In his phone call with President Vladimir Putin on Saturday, President Barack Obama warned his Russian counterpart of “greater political and economic isolation” following the gross violation of Ukraine’s territorial integrity and political sovereignty. For Obama, this crisis is not simply about the future of Ukraine, or that of greater peace and security in Europe. Putin’s use of force in Crimea undermines a key post-Cold War agreement on the denuclearization of Ukraine and threatens the United States’ longstanding global nonproliferation agenda.

When the Soviet Union was breaking apart, a debate ensued within the George H.W. Bush administration regarding the fate of strategic nuclear weapons stationed in Belarus, Kazakhstan, and Ukraine. Then-U.S. Secretary of State James Baker persuaded the president that the United States should aggressively seek the removal and transfer of those weapons to Russia for the overall stability of the region. 

As part of Ukraine’s agreement to do so, the Clinton administration worked alongside the United Kingdom and Russia to forge the 1994 Budapest Memorandum, committing under the principles of the 1975 Helsinki Final Act to uphold Ukraine’s territorial integrity and political sovereignty and agreeing not to engage in economic coercion.
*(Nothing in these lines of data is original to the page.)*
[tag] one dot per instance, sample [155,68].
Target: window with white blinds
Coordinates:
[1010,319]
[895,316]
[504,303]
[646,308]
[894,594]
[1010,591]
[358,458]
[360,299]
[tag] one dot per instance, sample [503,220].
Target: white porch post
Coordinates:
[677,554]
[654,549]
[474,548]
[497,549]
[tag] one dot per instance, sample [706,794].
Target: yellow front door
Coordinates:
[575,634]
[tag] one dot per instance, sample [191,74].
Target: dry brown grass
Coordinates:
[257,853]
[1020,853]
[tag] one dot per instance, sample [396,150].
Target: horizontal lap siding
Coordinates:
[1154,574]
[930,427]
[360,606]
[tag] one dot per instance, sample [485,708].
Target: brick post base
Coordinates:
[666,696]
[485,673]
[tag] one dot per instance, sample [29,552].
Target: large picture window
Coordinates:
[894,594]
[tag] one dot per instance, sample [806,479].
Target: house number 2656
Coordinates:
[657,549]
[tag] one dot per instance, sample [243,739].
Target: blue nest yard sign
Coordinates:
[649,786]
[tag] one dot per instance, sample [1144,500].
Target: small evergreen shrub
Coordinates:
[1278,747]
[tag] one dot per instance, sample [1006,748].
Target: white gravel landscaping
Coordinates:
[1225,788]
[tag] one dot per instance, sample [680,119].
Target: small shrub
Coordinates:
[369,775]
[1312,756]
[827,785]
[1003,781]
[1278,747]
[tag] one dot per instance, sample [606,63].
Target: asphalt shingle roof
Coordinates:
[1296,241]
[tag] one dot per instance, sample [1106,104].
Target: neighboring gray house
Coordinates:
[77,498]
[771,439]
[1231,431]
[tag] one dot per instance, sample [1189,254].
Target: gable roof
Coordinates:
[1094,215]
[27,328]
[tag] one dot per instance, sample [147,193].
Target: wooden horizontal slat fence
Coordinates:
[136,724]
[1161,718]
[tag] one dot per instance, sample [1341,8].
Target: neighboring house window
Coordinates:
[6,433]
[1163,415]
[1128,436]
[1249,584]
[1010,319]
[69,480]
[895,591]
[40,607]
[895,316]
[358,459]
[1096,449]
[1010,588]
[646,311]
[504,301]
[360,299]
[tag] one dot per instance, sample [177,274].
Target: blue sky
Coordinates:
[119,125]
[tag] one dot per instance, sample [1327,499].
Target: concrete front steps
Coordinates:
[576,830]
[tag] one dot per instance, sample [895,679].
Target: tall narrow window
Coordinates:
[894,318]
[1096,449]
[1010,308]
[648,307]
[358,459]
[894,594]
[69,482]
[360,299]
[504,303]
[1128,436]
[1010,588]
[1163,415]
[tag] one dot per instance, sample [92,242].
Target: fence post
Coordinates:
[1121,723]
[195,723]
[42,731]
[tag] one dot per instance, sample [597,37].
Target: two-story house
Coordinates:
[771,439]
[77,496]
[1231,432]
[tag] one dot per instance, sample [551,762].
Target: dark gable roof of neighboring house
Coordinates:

Ukraine’s last nuclear weapons left its soil in 1996, thereby removing any possible deterrent against external aggression.

The Russian military’s deployment into Crimea should revive doubt in any budding or current nuclear weapons state about the value of external guarantees and thus strengthen the argument for nuclear weapons possession. The Obama administration must respond forcefully by seeking to isolate Russia within the United Nations and the Organization for Security and Cooperation in Europe; expanding sanctions against Russia’s elite under the Sergei Magnitsky Rule of Law Accountability Act and freezing assets; ending the fiction of the G8; and reaffirming NATO’s role to protect member states from threats to security.  

Some in the United States worry that a tough response will provoke Russia into not supporting the U.S. effort on Syria and Iran. But Russian policy on Syria and Iran has never been about helping the United States. Rather, Russia has merely pursued its own interests throughout. It has done everything it can to ensure President Bashar al-Assad’s survival. Moreover, while Russian sanctions on Iran were significant, a future agreement on the cessation of Iran’s nuclear weapons program now rests overwhelmingly on the course of U.S.-Iran bilateral discussions. 

Isolating Russia over its actions in Ukraine is essential not only for European peace and security and the upholding of international law, but for the future of nuclear nonproliferation.